Salihou AS1, Fossi KG2, Dikongue DC2, Kouna TIN2, Ngouané Ayota D2, Chiabi A3, Ze Minkandé J4, Mouafo Tambo FF5.
1- Service de Chirurgie Pédiatrique, Hôpital Régional de Maroua.
2- Service de Pédiatrie, Hôpital Gynéco-Obstétrique et Pédiatrique de Yaoundé.
3- Service de Pédiatrie, Hôpital Gynéco-Obstétrique et Pédiatrique de Yaoundé.
4- Service d’Anesthésie-Réanimation pédiatrique, Hôpital Gynéco-Obstétrique et Pédiatrique de Yaoundé.
5- Faculté de Médecine et des Sciences Biomédicales, Université de Yaoundé I. Cameroun.

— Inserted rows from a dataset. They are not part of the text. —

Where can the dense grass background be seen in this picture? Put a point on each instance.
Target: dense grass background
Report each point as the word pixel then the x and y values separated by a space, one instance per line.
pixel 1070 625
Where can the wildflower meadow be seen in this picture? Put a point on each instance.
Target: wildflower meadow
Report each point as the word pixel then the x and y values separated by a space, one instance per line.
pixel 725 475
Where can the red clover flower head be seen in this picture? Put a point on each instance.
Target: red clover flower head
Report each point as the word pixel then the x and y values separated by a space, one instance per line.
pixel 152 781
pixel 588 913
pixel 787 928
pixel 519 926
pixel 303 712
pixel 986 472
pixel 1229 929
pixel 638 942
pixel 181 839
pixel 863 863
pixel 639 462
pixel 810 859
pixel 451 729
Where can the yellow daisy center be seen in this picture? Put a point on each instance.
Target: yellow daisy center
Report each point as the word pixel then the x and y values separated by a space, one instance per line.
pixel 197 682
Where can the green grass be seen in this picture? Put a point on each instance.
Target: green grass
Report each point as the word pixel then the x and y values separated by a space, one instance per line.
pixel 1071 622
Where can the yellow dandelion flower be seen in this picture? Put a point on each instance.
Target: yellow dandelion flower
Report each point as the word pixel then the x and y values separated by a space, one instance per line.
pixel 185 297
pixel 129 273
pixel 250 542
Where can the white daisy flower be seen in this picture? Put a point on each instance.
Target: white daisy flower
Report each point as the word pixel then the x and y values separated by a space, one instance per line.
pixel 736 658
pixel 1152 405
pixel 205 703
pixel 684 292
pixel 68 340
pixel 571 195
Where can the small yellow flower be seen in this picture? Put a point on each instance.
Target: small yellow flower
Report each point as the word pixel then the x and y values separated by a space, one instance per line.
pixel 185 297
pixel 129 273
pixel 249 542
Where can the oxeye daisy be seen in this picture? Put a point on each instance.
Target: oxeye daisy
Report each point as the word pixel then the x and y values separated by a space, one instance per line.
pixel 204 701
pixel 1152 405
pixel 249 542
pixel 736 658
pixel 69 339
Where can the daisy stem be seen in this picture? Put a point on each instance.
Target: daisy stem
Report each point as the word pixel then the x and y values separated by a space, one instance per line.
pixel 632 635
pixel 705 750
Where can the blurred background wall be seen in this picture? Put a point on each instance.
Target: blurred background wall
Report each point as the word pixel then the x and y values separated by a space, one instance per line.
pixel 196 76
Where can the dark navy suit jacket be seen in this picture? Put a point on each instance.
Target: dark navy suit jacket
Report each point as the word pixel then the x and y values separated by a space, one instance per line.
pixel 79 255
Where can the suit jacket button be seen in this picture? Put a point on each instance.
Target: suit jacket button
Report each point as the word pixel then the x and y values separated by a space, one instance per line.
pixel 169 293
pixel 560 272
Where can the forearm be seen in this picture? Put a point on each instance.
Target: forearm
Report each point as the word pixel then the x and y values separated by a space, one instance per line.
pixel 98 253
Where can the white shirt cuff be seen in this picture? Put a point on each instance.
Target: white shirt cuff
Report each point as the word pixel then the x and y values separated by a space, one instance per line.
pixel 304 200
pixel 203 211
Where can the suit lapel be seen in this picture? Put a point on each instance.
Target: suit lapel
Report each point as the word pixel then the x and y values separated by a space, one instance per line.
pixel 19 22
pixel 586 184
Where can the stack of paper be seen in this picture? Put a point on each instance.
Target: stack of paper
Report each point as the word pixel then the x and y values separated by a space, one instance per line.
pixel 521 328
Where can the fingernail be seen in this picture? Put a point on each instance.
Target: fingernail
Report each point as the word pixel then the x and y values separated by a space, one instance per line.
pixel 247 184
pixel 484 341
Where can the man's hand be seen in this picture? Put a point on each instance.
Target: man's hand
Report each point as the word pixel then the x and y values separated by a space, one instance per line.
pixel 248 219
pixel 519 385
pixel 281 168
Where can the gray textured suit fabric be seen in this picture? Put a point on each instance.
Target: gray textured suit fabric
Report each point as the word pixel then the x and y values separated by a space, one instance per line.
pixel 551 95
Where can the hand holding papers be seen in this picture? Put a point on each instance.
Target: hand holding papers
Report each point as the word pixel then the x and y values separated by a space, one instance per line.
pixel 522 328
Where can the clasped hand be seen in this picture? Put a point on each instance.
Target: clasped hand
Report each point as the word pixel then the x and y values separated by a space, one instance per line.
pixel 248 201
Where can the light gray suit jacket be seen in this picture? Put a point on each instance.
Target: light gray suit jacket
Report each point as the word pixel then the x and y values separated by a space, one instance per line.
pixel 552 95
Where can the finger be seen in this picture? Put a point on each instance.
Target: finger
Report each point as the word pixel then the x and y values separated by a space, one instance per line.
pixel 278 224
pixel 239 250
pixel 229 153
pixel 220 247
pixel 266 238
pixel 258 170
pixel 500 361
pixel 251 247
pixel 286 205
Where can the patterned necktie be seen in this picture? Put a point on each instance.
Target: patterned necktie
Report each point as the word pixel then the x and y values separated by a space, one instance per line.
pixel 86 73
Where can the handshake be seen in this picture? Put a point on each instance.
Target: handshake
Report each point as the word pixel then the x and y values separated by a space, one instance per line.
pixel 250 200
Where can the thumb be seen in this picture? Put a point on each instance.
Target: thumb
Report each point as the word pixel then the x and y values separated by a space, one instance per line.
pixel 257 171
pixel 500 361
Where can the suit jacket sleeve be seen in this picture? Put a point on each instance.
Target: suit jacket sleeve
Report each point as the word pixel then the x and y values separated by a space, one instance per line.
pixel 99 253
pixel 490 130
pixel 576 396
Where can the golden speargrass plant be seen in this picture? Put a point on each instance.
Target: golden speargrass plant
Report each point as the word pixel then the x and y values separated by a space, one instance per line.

Correspondance : Dr Aminou Sadjo SALIHOU
BP : 57 Maroua/ Cameroun. Tel: (237) 653 14 38 54
E-mail : [email protected].
RESUME
Introduction : le Syndrome de Jonction Pyélo-Uretéral (SJPU) se définit comme un obstacle à l’écoulement des urines dû à un défaut organique ou fonctionnel du point de rencontre entre l’uretère et le pelvis rénal, d’origine congénitale. La pyéloplastie selon Küss Anderson-Hynes est l’une des techniques chirurgicales qui fait référence dans le traitement de cette affection chez l’enfant. Le but de ce travail était d’évaluer les résultats de cette technique dans notre pratique quotidienne.
Patients et Méthodes : Il s’agissait d’une étude observationnelle, descriptive avec collecte des données rétrospective et prospective, du 01 octobre 2016 au 31 aout 2020, soit une période de 3 ans et 10 mois. Avaient été inclus, tous les patients pédiatriques et dossiers de patients pédiatriques opérés d’un syndrome de jonction pyélourétérale selon la technique de Küss Anderson-Hynes et revus en consultation. Les paramètres étudiés étaient l’âge, le sexe, le côté atteint, le diamètre antéro-postérieur du pyélon, les indications, le taux de complication, la morbidité, la mortalité et le recul.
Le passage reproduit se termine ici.